И днем и ночью музыка
Играла в замкнутом дворе,
И заключенные, как девушки,
Пританцовывали при ходьбе.
И взгляд холодный и сторонний
Через барьер не проходил,
И с неба ангелы Господни
Бросали мишуру и серпантин.
* * *
Часы звонят, сердяся и пугая,
Мужчина болен, кожа и скелет,
И женщина, как дерево, нагая,
Переломившись, подает обед.
Суп фиолетов, сельдь поет на блюде,
Мужчина вилкой трогает укроп,
И женщина, прикрыв рукою груди,
Глядит в окно, как в мощный телескоп.
Летает сор, вселенная безлюдна,
Ветра гудят и ходят колесом.
Мужчина дышит осторожно, трудно,
И не сопротивляясь, видит сон.
Он спит помногу, сон приходит часто -
Как будто в доме танцы и кутеж,
И он выводит женщину на ча́рльстон,
И со спины в нее вонзает нож.
* * *
Я уехал в Монголию, чтобы поверить веселому сну,
Сопровождал военизированный караван,
Подножка вертолета скользнула по виску,
На всю жизнь остался фиолетовый шрам.
Подростки латали бечевкою войлочный мяч,
Пастухи выпивали, передавая узкий стакан.

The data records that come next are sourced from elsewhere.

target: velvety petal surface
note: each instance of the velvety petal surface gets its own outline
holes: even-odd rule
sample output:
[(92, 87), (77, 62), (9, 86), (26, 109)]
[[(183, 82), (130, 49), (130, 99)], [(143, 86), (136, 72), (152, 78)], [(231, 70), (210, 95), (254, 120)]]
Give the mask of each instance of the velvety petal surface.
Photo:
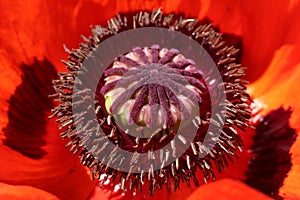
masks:
[(199, 187), (188, 200), (211, 199), (211, 200), (231, 200), (231, 199), (257, 199), (266, 200), (270, 197), (254, 190), (246, 184), (231, 180), (222, 179), (214, 183)]
[(0, 198), (9, 200), (58, 200), (56, 196), (34, 187), (4, 183), (0, 183)]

Я оставался в полном сознании, чтобы слышать приказ,
У развилки дорог стоял истукан.
К ночи пыль оседала, я споласкивал рот,
Освобождался от наплечных ремней,
Удары сердца я воспринимал как пароль
И гордился озабоченностью своей.
И обернувшись худым одеялом, как учил проводник,
Я слышал было шаги развеселого сна,
Но являлся мой старший брат и песен не заводил,
И простуженно кашлял, и исчезал как луна.

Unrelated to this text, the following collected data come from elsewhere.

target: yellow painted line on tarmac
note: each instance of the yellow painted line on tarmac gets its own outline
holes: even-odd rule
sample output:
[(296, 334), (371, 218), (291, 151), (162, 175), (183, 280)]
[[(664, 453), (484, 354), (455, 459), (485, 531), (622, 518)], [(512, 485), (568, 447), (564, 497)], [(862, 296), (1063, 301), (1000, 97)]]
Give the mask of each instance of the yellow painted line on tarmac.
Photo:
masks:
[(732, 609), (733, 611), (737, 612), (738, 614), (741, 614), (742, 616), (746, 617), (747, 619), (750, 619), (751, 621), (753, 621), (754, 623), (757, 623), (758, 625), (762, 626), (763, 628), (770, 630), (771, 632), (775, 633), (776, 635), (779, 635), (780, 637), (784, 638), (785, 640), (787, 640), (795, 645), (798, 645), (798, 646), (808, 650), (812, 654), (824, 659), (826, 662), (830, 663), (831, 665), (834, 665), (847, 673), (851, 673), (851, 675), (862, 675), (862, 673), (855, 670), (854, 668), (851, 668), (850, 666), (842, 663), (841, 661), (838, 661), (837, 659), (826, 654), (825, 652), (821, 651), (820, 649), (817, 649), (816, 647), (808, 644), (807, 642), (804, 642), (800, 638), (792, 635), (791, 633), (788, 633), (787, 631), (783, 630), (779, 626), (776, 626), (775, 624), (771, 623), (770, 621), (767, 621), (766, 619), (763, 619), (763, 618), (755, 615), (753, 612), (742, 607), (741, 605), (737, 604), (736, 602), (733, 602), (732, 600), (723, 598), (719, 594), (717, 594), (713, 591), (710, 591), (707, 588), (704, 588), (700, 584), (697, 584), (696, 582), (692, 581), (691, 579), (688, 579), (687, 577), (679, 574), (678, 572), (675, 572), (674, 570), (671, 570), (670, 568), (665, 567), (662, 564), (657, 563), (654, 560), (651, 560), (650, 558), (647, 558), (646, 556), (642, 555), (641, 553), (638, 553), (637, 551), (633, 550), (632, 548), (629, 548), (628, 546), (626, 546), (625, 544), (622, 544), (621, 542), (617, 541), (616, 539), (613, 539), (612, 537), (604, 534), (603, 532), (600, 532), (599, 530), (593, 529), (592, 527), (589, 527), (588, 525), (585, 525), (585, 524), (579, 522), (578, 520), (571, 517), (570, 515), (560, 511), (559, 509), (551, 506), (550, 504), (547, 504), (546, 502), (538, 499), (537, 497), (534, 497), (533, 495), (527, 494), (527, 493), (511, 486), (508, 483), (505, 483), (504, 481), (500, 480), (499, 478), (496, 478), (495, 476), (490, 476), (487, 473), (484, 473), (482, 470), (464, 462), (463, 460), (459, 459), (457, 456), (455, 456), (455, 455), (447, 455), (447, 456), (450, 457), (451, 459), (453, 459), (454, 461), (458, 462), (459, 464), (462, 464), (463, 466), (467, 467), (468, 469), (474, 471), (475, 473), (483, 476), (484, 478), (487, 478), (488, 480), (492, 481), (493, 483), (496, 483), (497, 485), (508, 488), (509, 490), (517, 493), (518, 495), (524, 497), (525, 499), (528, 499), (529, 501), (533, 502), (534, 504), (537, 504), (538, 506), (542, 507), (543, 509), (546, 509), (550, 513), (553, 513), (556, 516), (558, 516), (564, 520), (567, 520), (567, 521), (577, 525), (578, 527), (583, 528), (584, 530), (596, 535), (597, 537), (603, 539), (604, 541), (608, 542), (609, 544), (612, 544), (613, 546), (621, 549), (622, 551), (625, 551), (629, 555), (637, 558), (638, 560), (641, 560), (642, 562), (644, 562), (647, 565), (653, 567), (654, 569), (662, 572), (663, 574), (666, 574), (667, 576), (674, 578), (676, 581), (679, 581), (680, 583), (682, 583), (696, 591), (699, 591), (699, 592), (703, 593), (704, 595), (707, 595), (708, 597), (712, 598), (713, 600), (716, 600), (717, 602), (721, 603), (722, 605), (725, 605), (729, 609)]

Я звал его, шарил по воздуху непослушной рукой,
Обыскивал местность при поддержке ночного огня,
И товарищи, смертельно уставшие за переход,
Угрожали избавиться от меня.
* * *
Глубокий старик, поджидая Каминского.
Глубокий старик, поджидая Каминского.
Каминский задерживается на аэродроме.
Каминский задерживается на аэродроме.
* * *
Тюльпан был тополем, аэродром был конус.
Невдалеке определился молочный рынок.
Форштадты, некогда враждующие между собой,
Влачили жалкое существование.
Строительны площадки пустовали,
В исходной почве обнаруживались пустоты.
Караульные варили фасоль, озираясь по сторонам,
Освещение улиц поддерживалось в аварийном режиме.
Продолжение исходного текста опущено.